Quilting

Like many of you, I come from a long line of women who worked with fiber with those traditions being passed down through time. (I think that is one of the things that I find so moving.) My grandmother, Edith, was an old fashioned quilter using scraps of fabric and flour sacks to make quilts. Her daughter, my mother, made clothes but was not a quilter. Her interests ran to needlework and knitting. On my father's side, I had a grandmother who was a tatter and did stunning cutwork and an uncle who owned a Swiss lace factory. Me loving fiber arts was predetermined!

I have always been drawn to the interplay of color and design especially those designs that fool the eye. The elemental layers of a quilt are something that I never tire of studying.

Color draws the eye.

Quilting draws the hand.

The smile that follows is proof that a soul has been touched.

Preparing Your Quilt for Quilting

You have spent hours choosing fabric and patterns, cutting material and sewing and pressing. There are a few simple things you can do to prepare your quilt for quilting to ensure that all your time and work are showcased.

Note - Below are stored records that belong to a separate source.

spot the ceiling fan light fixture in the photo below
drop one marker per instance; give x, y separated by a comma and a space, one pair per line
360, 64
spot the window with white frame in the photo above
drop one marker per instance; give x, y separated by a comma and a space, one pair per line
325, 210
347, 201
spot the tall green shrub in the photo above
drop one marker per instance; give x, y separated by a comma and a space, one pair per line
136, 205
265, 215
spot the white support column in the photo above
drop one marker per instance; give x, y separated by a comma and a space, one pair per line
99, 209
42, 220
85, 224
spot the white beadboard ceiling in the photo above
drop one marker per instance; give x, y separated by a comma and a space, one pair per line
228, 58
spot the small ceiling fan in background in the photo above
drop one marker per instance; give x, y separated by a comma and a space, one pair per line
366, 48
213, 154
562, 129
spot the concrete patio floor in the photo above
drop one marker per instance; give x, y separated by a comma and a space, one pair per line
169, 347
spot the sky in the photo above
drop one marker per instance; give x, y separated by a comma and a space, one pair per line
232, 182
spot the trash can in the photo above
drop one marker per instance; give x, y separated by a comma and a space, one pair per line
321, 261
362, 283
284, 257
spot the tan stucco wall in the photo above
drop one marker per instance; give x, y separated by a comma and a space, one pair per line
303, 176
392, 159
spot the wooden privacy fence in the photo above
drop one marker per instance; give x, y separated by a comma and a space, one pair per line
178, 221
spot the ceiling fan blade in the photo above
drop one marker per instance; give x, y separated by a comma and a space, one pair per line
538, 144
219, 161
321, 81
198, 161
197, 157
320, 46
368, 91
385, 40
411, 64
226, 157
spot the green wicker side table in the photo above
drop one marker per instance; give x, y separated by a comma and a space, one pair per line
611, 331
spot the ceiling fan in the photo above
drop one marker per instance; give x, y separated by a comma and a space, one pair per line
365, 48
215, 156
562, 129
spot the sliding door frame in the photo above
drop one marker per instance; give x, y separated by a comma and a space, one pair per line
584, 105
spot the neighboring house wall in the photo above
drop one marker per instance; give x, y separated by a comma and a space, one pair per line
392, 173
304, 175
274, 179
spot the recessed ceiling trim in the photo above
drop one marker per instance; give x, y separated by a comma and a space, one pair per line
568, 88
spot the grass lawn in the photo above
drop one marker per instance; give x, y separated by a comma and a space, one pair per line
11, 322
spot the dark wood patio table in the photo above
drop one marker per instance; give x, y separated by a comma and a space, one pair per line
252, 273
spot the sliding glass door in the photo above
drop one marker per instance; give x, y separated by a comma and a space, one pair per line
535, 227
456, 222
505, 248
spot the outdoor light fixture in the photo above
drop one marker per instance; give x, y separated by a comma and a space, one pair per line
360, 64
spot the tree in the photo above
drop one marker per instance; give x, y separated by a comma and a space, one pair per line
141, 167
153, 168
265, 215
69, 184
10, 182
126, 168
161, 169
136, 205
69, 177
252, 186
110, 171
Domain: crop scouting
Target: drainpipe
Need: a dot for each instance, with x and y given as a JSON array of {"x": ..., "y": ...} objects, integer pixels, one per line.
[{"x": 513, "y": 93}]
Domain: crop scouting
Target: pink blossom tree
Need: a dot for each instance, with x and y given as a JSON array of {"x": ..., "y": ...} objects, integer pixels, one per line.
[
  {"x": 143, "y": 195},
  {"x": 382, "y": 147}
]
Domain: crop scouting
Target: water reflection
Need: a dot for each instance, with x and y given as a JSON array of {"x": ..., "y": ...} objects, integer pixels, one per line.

• Backing should be at least 5” larger than the quilt to on all sides. For example, if your quilt is 60x60, your backing should be at least 70x70.

• Quilt top and backing should be pressed.

• Clip loose threads – even those on the back – they can show through the top especially on lighter fabrics.

• Quilt tops and backings should be flat and square. (Check your measurements on top, middle and bottom of the quilt both lengthwise and sideways.)

• Check all seams to make sure they are not loose or open. (Back tacking when adding borders will prevent seams from opening when the top is loaded.)

• If there is a directionality to your quilt, mark the top edge of the top and the backing. This ensures that designs are oriented correctly.

• Selvages may be left on the top and bottom of the backing but should be removed from any seaming done.

• If you are piecing the backing, use a ½” seam. If possible, have the seam run horizontally rather than vertically.